Live Items information.
(Screenshot by Nic Healey/CNET Australia)
Apps, media and more
There is, sadly, a distinct lack of TV and video apps. The PS4 will launch with just four in Australia: Vidzone, Music Unlimited and Video Unlimited, which are all from Sony and IGN. The Xbox One, in comparison, has SBS and Tenplay.
This will, of course, change but people who've been using a PS3 for iTunes, Quickflix or any other catch up TV or video on demand services won't find much to interest them.
Those who own a PlayStation Vita can connect the portable to the PS4 to activate remote play. Setup is fairly simple and it actually works well, but performance all depends on the strength of your home network. The concept is similar to what Wii U owners can do with that console's GamePad controller except for the fact that PS4 remote play uses your home. It's a godsend when your PS4 TV is being used up, but it's not a bulletproof work around because of its reliance on an ever-changing connection speed. While it's entirely possible down the line, you won't be able to play your PS4 outside of your home network.
In addition to PS4 games, the PS4's disc drive is capable of playing back Blu-ray and DVD discs, but it can't play audio CDs or SACDs.
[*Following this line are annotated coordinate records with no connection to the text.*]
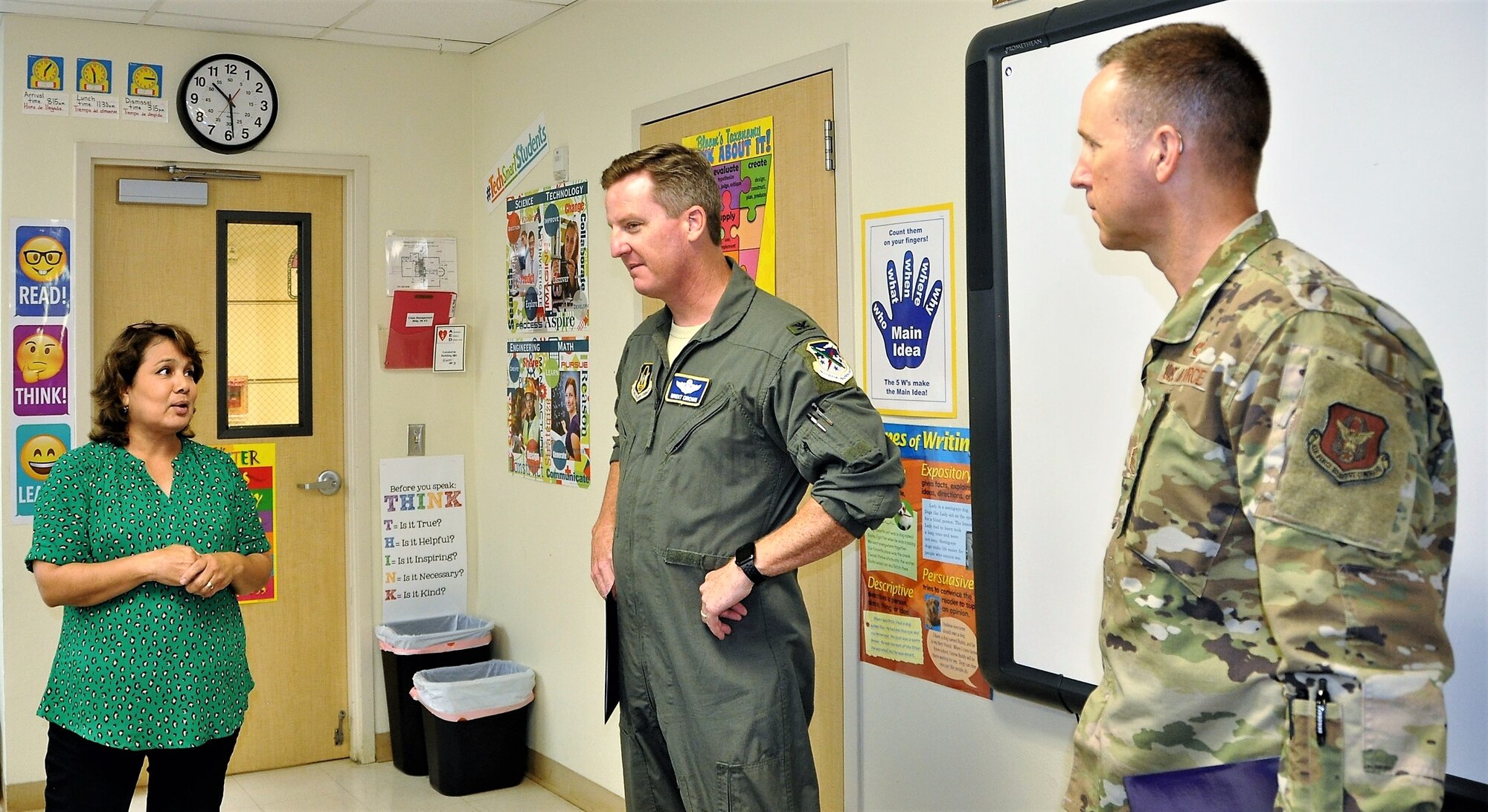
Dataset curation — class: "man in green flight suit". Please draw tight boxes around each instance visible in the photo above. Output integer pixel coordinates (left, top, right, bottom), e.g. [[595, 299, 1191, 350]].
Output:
[[591, 144, 905, 812], [1064, 24, 1457, 812]]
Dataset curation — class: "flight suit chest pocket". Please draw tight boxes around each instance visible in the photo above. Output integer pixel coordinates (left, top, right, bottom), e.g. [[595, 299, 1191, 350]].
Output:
[[1116, 394, 1241, 595], [664, 390, 735, 457]]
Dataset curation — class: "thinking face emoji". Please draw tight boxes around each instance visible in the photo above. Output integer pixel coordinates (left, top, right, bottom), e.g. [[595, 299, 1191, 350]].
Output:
[[15, 333, 65, 384], [21, 434, 67, 480], [16, 233, 67, 283]]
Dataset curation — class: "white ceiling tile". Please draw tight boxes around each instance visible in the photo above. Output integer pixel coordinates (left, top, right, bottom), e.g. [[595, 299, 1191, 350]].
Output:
[[156, 0, 362, 28], [0, 0, 149, 22], [320, 28, 487, 54], [341, 0, 555, 43], [0, 0, 579, 48], [149, 13, 321, 39]]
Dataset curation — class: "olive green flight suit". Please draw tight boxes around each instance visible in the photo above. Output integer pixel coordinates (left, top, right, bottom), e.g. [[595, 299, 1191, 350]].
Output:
[[610, 262, 903, 812]]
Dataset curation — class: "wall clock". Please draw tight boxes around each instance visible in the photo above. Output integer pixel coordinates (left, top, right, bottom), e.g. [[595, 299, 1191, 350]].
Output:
[[176, 54, 278, 153]]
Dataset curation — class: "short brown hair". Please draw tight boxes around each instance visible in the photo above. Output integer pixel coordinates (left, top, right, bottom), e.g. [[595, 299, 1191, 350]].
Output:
[[600, 144, 723, 245], [88, 321, 202, 448], [1097, 22, 1271, 186]]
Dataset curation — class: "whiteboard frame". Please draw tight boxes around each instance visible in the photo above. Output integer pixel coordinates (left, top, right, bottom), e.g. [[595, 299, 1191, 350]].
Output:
[[966, 0, 1488, 806]]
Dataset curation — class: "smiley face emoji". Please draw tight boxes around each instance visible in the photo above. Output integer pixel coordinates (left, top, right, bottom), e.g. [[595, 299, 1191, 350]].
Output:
[[21, 434, 67, 482], [15, 333, 67, 384], [15, 233, 67, 283]]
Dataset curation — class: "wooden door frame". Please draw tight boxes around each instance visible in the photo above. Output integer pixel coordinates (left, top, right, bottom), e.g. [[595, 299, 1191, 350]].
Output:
[[71, 141, 381, 764], [631, 43, 863, 812]]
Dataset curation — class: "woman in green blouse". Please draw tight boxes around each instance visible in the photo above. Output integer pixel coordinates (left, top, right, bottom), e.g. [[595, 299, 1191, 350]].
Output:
[[25, 321, 272, 812]]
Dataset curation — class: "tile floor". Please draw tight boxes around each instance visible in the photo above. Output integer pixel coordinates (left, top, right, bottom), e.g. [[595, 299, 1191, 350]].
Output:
[[129, 761, 577, 812]]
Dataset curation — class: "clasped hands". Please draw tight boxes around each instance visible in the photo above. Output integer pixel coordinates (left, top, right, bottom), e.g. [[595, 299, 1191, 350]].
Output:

It's hard to believe that the PS4 can't play a CD, but if you stick one in the drive you'll get a message that says "disc unsupported." In a sense, the PS4 is a step back from the "plays everything" nature of the PS3, although that could change with a future firmware update.
If you're willing to give the PS4 a pass by not supporting the 30-year-old compact disc format, it's harder to explain away the fact that it's not DLNA-compliant and can't play MP3s. Again, that may just be a launch-day limitation, with more features added in a future firmware update, but at least for now, the PS4 isn't nearly as capable as the PS3 is on the digital media side.
Finally, since a PS4 in standby mode can now be remotely turned on, a purchase made through the Sony Entertainment Network site can be downloaded to a PS4 without having to be in front of the physical console. Essentially you could make a purchase at work and have it ready to play by the time you get home.
The PlayStation 4 is a worthy successor to the PlayStation 3, but like most launch consoles, there's a ton of promise for the future and not a whole lot to write home about out of the gate.
So what does that mean for the prospective next-generation gamer? If you already own a current-generation gaming system and don't necessarily need the absolute latest and greatest, it might be smart to hold off on a purchase. More PS4 features are planned to go live in the coming months, and there's no shame in waiting to see how the dust settles.
An awful number of PS4 games already exist on the PS3 and Xbox 360, not to mention the enormous library of well-established media-streaming software currently available right now. It might be wishful thinking, but another PS3 or Xbox 360 price drop could also be right around the corner. Odds are you won't be missing out on a lot of new gaming experiences if you already own a current-generation console.
With the PlayStation 4, Sony is giving us a very clear indication of where the company wants to take gaming, with its focus on streaming, social networking and sharing. The meshing of the PlayStation Network into the console's OS is a compelling narrative on paper, but whether it pans out is still up in the air.